Fine-tuning LLaMA-3 with LLaMA Factory on TIR
LLaMA Factory is an easy-to-use platform for fine-tuning large language models. With E2E GPU Nodes on TIR, you can train models like LLaMA-3 using either CLI or WebUI.
Step 1: Setup Environment
Open JupyterLab (Python 3 Notebook) on your GPU Node and run:
%cd ~/
!rm -rf LLaMA-Factory
!git clone https://github.com/hiyouga/LLaMA-Factory.git
%cd LLaMA-Factory
!pip install -e .[torch,bitsandbytes]
!pip install bitsandbytes
Verify GPU:
import torch
assert torch.cuda.is_available(), "GPU not detected"
Step 2: Select GPUs
import os
os.environ["CUDA_VISIBLE_DEVICES"] = "0" # or "0,1" for multi-GPU
Step 3: Create Training Config
LLaMA Factory CLI requires a YAML/JSON config file, not just a dataset path.
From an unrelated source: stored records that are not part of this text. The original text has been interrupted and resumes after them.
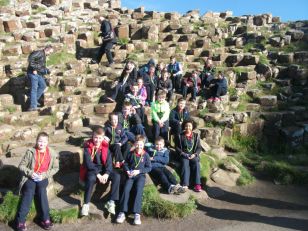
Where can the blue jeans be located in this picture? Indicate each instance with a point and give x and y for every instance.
(33, 189)
(38, 86)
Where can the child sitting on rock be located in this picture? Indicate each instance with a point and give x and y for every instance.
(165, 84)
(127, 78)
(97, 167)
(37, 166)
(160, 111)
(118, 139)
(159, 156)
(191, 84)
(136, 165)
(131, 122)
(137, 99)
(177, 116)
(218, 87)
(189, 148)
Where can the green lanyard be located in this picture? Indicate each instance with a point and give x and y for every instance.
(126, 123)
(112, 135)
(136, 100)
(181, 114)
(93, 153)
(192, 146)
(137, 162)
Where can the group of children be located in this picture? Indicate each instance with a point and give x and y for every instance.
(152, 79)
(122, 142)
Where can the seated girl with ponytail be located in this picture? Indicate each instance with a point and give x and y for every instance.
(97, 167)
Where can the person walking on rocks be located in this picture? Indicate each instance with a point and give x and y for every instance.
(37, 166)
(97, 167)
(108, 40)
(176, 71)
(35, 73)
(159, 156)
(218, 87)
(136, 165)
(189, 148)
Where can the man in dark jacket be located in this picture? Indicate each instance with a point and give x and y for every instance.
(36, 70)
(108, 39)
(218, 87)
Example: train_llama3.yaml
model_name_or_path: unsloth/llama-3-8b-Instruct-bnb-4bit
dataset: alpaca
output_dir: ./output/llama3-lora
per_device_train_batch_size: 2
num_train_epochs: 1
learning_rate: 2e-5
fp16: true
finetuning_type: lora
Step 4: Run Training
llamafactory-cli train train_llama3.yaml
Note
For Meta's official LLaMA-3 models, you must request access on Hugging Face and then log in:
huggingface-cli login
Step 5: Inference / Chat
llamafactory-cli chat train_llama3.yaml
Step 6: Merge LoRA and Export (Optional)
llamafactory-cli export merge_llama3.yaml
Note
Merging 8B models requires around 18GB RAM.
Step 7: WebUI Option
You can also fine-tune via LlamaBoard (Gradio):
!GRADIO_SHARE=0 llamafactory-cli webui